On October 10, 2006, Atlantic Airways Flight 670, operated by a BAe 146 aircraft, slid off the runway at Stord, Norway, killing four of the 16 people on board.
The Accident Investigation Board Norway report into the Atlantic Airways crash can be found here:
The following summary of the crash was taken from the AIBN report:
During normal approach and landing at Stord Airport Sørstokken OY-CRG ran off the runway and plunged down a steep slope. The aircraft sustained considerable damage and caught fire immediately. The fire spread so fast that there was not enough time for everybody to evacuate the aircraft. Four people died and six were seriously injured.
In its investigation of the accident, the AIBN found that several factors contributed to the accident. The accident was initiated when none of the aircraft’s six lift spoilers were deployed after landing. The AIBN believes it has found two possible technical reasons for this.

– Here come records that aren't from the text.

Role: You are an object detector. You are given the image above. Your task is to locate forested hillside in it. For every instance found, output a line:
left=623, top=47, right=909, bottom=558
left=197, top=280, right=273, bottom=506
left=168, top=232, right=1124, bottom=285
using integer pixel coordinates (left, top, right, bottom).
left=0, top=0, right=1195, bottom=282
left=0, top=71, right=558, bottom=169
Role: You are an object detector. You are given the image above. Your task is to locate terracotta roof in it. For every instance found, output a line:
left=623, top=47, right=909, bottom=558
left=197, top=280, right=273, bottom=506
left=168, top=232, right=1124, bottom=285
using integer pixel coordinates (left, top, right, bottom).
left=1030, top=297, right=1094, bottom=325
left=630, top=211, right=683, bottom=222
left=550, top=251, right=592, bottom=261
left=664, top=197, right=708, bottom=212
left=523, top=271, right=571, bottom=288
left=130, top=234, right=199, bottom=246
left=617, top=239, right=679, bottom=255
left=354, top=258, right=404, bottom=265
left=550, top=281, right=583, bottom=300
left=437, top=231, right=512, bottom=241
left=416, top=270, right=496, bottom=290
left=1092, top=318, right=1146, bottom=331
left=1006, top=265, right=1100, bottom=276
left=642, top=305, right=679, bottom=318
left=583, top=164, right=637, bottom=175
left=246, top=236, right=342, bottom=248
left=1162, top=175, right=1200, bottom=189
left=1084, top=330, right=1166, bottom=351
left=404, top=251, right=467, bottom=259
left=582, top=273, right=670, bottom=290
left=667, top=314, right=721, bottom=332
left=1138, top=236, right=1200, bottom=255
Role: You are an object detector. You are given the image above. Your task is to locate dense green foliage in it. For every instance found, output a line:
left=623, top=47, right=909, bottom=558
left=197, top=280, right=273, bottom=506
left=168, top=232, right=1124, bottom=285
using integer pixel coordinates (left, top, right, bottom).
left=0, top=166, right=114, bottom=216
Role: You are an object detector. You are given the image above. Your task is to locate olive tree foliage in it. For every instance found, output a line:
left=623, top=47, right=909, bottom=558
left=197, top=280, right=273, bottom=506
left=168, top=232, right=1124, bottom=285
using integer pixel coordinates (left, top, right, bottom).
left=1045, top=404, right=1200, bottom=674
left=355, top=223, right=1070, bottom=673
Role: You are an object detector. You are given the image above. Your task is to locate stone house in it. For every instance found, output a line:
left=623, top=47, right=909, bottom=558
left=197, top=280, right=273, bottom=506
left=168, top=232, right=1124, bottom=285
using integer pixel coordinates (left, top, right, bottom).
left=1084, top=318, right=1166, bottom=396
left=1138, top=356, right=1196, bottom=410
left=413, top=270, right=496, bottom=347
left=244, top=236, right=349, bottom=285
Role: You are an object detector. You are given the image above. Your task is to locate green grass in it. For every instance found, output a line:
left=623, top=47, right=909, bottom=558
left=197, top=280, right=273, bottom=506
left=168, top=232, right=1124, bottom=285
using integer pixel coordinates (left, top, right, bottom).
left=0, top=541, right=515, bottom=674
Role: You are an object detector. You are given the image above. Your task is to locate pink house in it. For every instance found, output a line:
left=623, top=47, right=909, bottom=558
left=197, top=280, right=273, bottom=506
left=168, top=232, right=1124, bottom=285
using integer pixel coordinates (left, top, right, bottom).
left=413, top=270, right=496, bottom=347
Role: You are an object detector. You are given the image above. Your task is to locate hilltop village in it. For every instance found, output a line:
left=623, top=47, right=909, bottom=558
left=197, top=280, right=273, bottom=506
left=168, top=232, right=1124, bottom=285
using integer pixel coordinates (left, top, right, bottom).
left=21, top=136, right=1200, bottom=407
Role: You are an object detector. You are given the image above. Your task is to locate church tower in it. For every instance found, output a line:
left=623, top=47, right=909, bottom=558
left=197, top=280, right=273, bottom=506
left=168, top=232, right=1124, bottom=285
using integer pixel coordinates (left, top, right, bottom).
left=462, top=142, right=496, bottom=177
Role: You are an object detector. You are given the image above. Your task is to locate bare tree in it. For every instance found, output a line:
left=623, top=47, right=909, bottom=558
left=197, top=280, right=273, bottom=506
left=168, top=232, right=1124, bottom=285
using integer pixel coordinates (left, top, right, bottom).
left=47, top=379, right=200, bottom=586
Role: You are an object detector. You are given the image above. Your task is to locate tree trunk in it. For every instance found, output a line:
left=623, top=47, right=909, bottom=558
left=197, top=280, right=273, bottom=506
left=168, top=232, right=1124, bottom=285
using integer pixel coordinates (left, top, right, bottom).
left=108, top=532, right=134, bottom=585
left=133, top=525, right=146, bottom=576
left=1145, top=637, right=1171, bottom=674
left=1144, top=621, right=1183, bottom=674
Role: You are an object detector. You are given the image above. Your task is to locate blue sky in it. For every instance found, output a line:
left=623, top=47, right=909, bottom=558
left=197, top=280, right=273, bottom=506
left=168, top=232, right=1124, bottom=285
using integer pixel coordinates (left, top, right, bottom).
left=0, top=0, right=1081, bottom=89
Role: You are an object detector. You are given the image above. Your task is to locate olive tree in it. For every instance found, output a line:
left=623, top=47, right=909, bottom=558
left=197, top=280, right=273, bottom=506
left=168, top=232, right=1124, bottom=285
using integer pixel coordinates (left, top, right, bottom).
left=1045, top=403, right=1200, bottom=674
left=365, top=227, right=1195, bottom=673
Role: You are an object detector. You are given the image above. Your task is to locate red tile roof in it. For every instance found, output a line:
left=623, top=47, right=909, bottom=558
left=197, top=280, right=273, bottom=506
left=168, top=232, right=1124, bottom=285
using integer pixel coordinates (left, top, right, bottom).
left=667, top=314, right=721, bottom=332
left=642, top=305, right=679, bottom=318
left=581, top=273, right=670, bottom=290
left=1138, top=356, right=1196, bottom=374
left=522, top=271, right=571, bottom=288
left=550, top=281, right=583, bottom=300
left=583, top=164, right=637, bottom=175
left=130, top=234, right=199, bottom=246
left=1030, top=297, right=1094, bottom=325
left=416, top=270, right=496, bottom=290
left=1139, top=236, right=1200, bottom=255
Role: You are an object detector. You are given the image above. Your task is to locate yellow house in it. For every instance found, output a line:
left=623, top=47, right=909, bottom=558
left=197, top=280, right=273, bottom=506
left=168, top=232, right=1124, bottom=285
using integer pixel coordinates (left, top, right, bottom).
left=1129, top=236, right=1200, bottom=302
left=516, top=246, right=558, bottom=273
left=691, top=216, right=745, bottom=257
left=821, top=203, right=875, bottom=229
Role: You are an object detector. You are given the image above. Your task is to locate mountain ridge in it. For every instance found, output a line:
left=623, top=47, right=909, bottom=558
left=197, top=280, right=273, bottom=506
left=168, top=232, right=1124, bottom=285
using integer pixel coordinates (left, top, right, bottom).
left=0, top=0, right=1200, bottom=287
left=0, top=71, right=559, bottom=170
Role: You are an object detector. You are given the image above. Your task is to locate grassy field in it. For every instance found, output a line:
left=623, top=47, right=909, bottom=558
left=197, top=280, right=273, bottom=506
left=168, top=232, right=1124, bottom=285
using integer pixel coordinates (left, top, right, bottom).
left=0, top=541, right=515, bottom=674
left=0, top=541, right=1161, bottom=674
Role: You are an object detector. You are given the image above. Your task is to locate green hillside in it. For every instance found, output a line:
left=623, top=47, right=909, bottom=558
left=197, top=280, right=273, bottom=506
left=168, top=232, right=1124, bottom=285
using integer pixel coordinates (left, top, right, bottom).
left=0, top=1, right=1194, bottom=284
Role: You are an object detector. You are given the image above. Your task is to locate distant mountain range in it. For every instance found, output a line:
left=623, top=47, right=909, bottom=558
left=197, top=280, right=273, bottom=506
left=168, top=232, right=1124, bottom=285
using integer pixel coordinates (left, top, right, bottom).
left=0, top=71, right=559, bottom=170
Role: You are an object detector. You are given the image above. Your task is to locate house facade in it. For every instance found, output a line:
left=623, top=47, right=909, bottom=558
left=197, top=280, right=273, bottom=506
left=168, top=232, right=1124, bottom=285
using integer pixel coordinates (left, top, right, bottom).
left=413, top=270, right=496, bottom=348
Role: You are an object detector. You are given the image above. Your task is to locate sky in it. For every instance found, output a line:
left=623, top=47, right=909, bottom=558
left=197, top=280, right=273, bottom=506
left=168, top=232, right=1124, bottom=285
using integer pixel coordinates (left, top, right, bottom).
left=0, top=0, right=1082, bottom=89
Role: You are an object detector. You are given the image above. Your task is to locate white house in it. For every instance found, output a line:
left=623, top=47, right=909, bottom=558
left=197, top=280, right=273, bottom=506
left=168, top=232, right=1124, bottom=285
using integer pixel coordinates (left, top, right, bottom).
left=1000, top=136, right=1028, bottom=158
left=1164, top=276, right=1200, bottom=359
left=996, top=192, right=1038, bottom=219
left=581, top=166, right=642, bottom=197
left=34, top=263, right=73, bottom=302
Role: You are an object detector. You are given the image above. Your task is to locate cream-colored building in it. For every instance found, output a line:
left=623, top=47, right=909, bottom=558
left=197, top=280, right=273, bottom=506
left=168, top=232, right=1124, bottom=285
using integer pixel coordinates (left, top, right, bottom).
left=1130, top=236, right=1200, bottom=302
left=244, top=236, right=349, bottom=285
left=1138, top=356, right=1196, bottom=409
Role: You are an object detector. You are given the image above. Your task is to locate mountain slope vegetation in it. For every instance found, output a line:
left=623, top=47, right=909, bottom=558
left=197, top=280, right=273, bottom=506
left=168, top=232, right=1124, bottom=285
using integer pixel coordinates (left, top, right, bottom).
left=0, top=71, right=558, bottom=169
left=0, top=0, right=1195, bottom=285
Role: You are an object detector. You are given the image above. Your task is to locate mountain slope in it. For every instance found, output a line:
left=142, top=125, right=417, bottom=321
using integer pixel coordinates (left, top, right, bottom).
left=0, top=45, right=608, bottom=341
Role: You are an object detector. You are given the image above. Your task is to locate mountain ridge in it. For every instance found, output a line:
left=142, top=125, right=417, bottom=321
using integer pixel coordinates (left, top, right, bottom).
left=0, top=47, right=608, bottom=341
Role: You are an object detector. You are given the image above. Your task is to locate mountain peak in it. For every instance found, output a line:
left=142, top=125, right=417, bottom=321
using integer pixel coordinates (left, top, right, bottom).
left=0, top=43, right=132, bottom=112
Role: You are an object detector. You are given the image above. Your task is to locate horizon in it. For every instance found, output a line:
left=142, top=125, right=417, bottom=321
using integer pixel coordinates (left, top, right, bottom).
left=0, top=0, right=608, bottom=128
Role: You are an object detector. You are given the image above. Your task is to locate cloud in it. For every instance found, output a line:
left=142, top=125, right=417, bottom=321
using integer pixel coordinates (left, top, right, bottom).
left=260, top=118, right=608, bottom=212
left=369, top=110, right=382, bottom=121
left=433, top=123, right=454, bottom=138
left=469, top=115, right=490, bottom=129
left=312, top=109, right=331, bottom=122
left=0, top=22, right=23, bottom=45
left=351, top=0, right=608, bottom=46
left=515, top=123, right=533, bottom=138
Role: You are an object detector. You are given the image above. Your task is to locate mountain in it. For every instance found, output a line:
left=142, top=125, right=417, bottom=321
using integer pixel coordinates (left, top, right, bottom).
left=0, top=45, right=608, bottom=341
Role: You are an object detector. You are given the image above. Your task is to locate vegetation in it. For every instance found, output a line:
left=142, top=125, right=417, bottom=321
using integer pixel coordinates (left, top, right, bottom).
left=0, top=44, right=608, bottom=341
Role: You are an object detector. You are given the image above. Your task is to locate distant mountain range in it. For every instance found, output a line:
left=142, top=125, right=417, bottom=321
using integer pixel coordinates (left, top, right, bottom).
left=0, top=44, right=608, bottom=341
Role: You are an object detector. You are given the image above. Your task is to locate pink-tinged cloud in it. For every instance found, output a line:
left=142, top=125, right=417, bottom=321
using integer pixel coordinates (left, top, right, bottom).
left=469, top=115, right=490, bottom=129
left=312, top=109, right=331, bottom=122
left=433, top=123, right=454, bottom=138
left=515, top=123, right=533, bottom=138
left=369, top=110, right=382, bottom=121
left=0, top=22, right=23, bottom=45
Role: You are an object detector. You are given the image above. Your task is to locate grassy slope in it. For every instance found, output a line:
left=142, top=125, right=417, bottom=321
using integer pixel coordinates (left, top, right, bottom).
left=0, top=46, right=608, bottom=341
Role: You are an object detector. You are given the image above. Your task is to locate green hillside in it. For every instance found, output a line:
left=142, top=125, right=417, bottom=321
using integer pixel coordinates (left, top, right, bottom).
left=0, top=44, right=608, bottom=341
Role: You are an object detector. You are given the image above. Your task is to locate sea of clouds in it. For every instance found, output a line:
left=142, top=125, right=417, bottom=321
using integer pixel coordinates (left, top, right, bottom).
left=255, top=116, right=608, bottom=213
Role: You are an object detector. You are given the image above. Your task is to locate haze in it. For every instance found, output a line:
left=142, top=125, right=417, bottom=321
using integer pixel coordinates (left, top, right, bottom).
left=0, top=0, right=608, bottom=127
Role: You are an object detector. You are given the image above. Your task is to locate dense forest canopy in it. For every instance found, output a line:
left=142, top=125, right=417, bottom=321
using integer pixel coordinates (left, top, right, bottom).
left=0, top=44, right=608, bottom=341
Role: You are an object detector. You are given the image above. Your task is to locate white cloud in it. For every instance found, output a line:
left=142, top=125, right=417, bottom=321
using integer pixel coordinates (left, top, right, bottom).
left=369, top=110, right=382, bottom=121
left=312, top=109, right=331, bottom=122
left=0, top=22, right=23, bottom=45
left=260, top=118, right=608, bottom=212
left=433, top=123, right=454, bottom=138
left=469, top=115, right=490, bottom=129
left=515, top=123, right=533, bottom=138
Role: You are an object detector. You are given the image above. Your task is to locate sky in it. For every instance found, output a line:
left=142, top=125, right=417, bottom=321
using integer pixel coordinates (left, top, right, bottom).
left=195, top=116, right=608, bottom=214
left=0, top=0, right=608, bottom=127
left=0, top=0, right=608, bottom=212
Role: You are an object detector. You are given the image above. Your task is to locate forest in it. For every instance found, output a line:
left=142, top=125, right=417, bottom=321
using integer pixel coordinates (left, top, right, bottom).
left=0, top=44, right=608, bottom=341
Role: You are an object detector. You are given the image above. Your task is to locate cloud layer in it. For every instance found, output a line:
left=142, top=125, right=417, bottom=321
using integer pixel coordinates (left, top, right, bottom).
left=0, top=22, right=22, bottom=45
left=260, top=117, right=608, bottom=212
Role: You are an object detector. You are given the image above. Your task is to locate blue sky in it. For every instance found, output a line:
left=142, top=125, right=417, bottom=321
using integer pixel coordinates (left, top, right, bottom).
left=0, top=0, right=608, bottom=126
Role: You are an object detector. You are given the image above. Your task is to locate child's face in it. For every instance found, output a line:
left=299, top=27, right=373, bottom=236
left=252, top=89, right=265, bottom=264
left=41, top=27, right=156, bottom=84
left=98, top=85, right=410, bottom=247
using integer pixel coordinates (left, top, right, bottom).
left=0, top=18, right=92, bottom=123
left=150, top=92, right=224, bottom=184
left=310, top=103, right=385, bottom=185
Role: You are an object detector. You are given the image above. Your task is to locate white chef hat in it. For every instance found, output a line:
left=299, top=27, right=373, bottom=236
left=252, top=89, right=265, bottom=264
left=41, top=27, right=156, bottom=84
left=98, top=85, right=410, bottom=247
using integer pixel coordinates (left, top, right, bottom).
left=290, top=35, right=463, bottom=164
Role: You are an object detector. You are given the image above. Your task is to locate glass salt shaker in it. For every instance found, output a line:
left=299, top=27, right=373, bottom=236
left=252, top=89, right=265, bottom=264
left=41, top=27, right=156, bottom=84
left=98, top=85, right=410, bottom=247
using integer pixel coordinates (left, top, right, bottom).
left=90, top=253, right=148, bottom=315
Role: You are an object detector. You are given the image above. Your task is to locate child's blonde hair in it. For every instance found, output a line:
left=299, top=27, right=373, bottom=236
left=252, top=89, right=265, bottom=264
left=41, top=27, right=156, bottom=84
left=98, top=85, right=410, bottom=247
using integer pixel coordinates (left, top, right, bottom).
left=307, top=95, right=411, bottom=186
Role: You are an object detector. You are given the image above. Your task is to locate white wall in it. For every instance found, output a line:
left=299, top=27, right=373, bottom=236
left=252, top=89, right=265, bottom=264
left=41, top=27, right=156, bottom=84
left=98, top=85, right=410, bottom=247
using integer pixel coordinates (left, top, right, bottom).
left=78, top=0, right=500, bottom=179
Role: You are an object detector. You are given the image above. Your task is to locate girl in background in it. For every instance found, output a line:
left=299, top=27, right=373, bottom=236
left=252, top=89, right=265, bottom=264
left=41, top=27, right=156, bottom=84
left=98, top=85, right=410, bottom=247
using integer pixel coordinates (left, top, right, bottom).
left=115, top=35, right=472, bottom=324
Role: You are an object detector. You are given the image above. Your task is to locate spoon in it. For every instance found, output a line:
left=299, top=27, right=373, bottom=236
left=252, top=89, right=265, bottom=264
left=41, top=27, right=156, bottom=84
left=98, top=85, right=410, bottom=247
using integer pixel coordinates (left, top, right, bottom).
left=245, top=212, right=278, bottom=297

The wings continued to produce lift, so that the weight of the aircraft was not sufficiently transferred to the landing wheels. Hence, the main wheels did not get sufficient contact with the runway and the braking effect was reduced. The pilots perceived this as wheel brake failure and the emergency brakes were engaged. The emergency brakes do not have anti-skid protection, and the wheels locked. In combination with the damp runway this led to ‘reverted rubber hydroplaning’ (the rubber in the tyres started boiling), and the aircraft was unable to stop on the runway.
The AIBN believes that the lift spoilers’ failure to deploy in isolation would not have caused the aircraft running off the end of the runway. The aircraft could have stopped within the available runway length if optimum braking had been utilised. The AIBN therefore considers that the excursion could have been prevented by a better system understanding related to failures of the lift spoilers and the effect that it has on the aircrafts’ stopping distance. The AIBN also believes that grooves in the runway surface could have improved the braking action in this case.
The accident has shown that the safety margins at Stord Airport were insufficient. The paved safety area did not extend far enough past the end of the runway in accordance with the requirements of Norwegian BSL E 3-2 and ended in a slope that was steeper than prescribed. These deficiencies were major contributors to the severity of the accident. The topography caused the aircraft to catch fire. Moreover, the steep terrain was an obstruction to the fire-fighting and rescue work.
The AIBN sees this accident as the accumulated effect of three factors – the aircraft design, the airport and operational factors, which, seen as a whole, may have been unacceptable at the time of the accident.